# MACHINE LEARNING

### Q1: How to define/select metrics?
- There isn’t a one-size-fits-all metric. The metric(s) chosen to evaluate a machine learning model depends on various factors:
    - Is it a regression or classification task?
    - What is the business objective? E.g. Precision vs Recall
    - What is the distribution of the target variable?
- There are a number of metrics that can be used, including Adjusted R-Squared, MAE, MSE, RMSE, accuracy, recall, precision, f1 score, MCC, ROC-AUC score and the list goes on.

### Q2: How to deal with unbalanced binary classification?
- You can improve the balance of classes through oversampling the minority class (e.g. SMOTE Resampling) or by undersampling the majority class (e.g. Tomek links)
- Give attention to more relevant metrics such as Recall/Sensitivity (to reduce False Negatives) & Precision/Specificity (to reduce False Positives), not only relying on Accuracy score 
- Use machine learning models that are more robust against imbalances such as XGBoost 

### Q3: What is the difference between a box plot and a histogram?
- Histogram is usually used to approximate the probability distribution of the given variable & its distribution shape
- Boxplot is usually used for observing the data range, quartiles & its outliers. It is useful if you want to compare multiple continuous charts at the same time for they take less space than histograms in doing the same thing.
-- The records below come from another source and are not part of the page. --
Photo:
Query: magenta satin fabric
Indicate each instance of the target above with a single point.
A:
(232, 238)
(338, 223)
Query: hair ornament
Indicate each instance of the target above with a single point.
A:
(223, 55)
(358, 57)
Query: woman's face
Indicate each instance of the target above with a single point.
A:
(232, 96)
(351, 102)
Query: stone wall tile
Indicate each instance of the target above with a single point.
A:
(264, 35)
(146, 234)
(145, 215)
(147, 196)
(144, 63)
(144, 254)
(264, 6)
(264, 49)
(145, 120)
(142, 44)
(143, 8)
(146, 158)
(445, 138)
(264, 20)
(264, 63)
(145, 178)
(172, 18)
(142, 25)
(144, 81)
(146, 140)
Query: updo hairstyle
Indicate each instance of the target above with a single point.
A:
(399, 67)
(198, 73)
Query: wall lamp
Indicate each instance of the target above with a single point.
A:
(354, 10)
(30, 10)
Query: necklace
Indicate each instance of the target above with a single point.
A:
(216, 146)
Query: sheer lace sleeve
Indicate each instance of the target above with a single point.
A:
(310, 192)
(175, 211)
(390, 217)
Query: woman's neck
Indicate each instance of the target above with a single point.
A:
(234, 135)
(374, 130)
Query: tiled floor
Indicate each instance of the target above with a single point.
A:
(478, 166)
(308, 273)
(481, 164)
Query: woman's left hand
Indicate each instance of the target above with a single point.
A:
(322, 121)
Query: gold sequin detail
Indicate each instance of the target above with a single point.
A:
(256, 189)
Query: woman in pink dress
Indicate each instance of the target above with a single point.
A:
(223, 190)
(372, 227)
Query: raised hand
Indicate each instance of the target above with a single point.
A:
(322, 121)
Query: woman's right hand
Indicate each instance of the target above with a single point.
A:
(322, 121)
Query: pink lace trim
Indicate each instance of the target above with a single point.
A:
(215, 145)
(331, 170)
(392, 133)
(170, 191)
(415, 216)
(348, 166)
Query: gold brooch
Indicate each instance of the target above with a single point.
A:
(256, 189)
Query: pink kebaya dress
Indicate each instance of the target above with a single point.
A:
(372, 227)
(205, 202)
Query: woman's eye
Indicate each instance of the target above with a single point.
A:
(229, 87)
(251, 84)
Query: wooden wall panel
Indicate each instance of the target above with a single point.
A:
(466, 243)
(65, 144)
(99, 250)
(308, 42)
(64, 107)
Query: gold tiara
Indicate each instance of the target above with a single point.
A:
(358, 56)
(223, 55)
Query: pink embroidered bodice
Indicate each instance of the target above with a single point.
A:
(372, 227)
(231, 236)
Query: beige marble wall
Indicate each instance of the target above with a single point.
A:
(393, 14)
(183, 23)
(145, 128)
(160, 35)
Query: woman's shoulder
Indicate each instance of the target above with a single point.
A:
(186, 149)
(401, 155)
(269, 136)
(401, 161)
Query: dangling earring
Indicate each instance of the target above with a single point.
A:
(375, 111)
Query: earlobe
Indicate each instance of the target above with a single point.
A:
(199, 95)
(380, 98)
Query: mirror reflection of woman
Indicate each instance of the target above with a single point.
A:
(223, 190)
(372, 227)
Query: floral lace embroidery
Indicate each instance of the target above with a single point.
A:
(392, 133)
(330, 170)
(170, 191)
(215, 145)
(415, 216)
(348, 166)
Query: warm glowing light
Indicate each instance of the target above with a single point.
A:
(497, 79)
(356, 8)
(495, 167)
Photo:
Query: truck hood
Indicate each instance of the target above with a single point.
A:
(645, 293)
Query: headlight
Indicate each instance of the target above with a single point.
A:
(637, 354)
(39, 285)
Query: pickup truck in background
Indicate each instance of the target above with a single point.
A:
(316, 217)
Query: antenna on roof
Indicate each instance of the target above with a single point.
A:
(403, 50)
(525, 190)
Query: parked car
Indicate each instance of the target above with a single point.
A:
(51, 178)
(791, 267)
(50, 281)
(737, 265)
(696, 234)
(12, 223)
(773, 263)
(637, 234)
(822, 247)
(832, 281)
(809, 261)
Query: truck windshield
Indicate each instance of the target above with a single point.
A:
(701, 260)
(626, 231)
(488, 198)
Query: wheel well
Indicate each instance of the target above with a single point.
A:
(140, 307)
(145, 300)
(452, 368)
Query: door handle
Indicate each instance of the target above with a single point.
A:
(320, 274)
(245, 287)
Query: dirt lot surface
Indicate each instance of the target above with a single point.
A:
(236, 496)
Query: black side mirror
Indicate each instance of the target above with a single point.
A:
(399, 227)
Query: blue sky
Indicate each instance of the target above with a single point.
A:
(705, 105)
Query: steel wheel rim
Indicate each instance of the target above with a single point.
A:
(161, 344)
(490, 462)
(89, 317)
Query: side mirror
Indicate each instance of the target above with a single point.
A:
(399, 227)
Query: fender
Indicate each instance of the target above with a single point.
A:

### Q4: Describe different regularization methods, such as L1 and L2 regularization?
- Both L1 (Lasso Regression) and L2 (Ridge Regression) regularization are methods used to reduce the overfitting of training data. Both works well for feature selection when there's too much feature to begin with.
- While L2 penalizes the less important features' coefficient, the L1 shrinks the less important feature’s coefficient to zero thus, removing features altogether. 
- L2 is less robust but has a more stable solution. L1 is more robust but has a more unstable solution, possibly multiple solutions.

### Q5: What is a Neural Network?
- A neural network is a multi-layered model inspired by the human brain. In more practical terms, neural networks are non-linear statistical data modeling or decision making tools. It consist of input layers, hidden layers and output layers. Each node in the hidden layers represents a function that the inputs go through, ultimately leading to the output layer. All inputs are modified by a weight and summed, with positive weight reflects an excitatory connection, while negative values mean inhibitory connections.

### Q6: What is cross-validation?
- A technique used to assess how well a model performs on a new independent dataset. The simplest example of cross-validation is when you split your data into two groups: training data and testing data, where you use the training data to build the model and the testing data to test the model.

### Q7: What is Recall & Precision?
- Recall attempts to answer “What proportion of actual positives was identified correctly?”
    - It seeks to minimize False Negative
    - [ True Positives/(True Positives + False Negatives) ]
- Precision attempts to answer “What proportion of positive identifications was actually correct?”
    - It seeks to minimize False Positive
    - [ True Positives/(True Positives + False Positives) ]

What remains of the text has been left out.